I mounted the water bottle, pump, rotate servo, battery pack, and receiver in the bottom with a on off switch. Everything is battery operated so the prop can be put anywhere in the yard without having to attach a power cord. For longer run times a wall wart would be better.
Step 5: Water Pump
I used copper tubing velcroed to the frame to try and control the placement of the exit end of the tubing. There is probably a better way to do it. The water reservoir is just a sports water bottle. I cut a hole in the top and attached the top of a soda bottle with cap to provide a water refill hole. This passes through the top of the box so I don't have to turn it over to refill. I used the nozzle end of the squirt gun where the water comes out and attached it to the end of the copper tubing in the mouth area with a short piece of vinyl tubing so it's flexible. This will shoot water just like the squirt gun did. You can use any cap\plug type thing with a pinhole in it to the same effect.

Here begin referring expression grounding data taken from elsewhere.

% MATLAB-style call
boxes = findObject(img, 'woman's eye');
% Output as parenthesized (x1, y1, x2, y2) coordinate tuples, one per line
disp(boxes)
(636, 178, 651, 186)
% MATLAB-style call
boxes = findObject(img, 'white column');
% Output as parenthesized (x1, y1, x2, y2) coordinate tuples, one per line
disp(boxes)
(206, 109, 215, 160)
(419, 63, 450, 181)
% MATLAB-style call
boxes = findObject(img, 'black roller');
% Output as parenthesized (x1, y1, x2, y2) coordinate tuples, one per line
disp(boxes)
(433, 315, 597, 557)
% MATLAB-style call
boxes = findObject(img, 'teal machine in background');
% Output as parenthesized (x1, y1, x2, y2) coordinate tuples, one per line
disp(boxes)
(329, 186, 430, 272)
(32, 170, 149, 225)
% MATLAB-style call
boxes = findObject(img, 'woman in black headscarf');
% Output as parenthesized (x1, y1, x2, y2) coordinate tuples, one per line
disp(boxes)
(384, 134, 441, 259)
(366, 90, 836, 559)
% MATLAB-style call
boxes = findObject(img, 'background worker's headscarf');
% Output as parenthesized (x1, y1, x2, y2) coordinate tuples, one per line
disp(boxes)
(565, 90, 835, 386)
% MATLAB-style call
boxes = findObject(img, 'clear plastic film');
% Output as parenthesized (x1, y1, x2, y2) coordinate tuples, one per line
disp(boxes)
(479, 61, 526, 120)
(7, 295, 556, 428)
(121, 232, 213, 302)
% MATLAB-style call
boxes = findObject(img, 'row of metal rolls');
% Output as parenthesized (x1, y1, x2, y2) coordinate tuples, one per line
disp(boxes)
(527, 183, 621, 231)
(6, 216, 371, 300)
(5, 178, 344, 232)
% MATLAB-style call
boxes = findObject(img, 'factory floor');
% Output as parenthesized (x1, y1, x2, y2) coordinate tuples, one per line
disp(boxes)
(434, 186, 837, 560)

The pump is activated with a 3rd servo mounted to a piece of wood. I cut the servo disc into a cam shape to activate the micro switch which feeds 6 volts to the pump motor and at the same time lights up the red led eyes. This setup allows me to operate the mouth independent of the water pump so I can open and close the mouth without squirting people. If you want you can eliminate the 3rd servo and activate the pump using the servo for the mouth. Just add some linkage to activate a switch at the same time the mouth is all the way open.
Step 6: Putting the Skin On
Step 7: Set Him Up
You can move it around and follow people, talk to them while actuating the mouth, get people to look closer at it and interact with it then wham you squirt them. I have never had so much fun, you can control it completely and even keep squirting people as they try to move out of the way. My only suggestion is to not squirt the very young as they tend to cry and their mothers tend to want to beat you.
I did try to part many a young kid from their candy by offering to trade some trash for it but I couldn't get any takers.
Next year I plan to make the mouth servo actuated by audio input like I have seen on some skulls on the net that way I don't have to manually manipulate the mouth to match what I am saying. Or maybe have a script that animates him unattended.
This was a lot of fun to make and more fun to play with.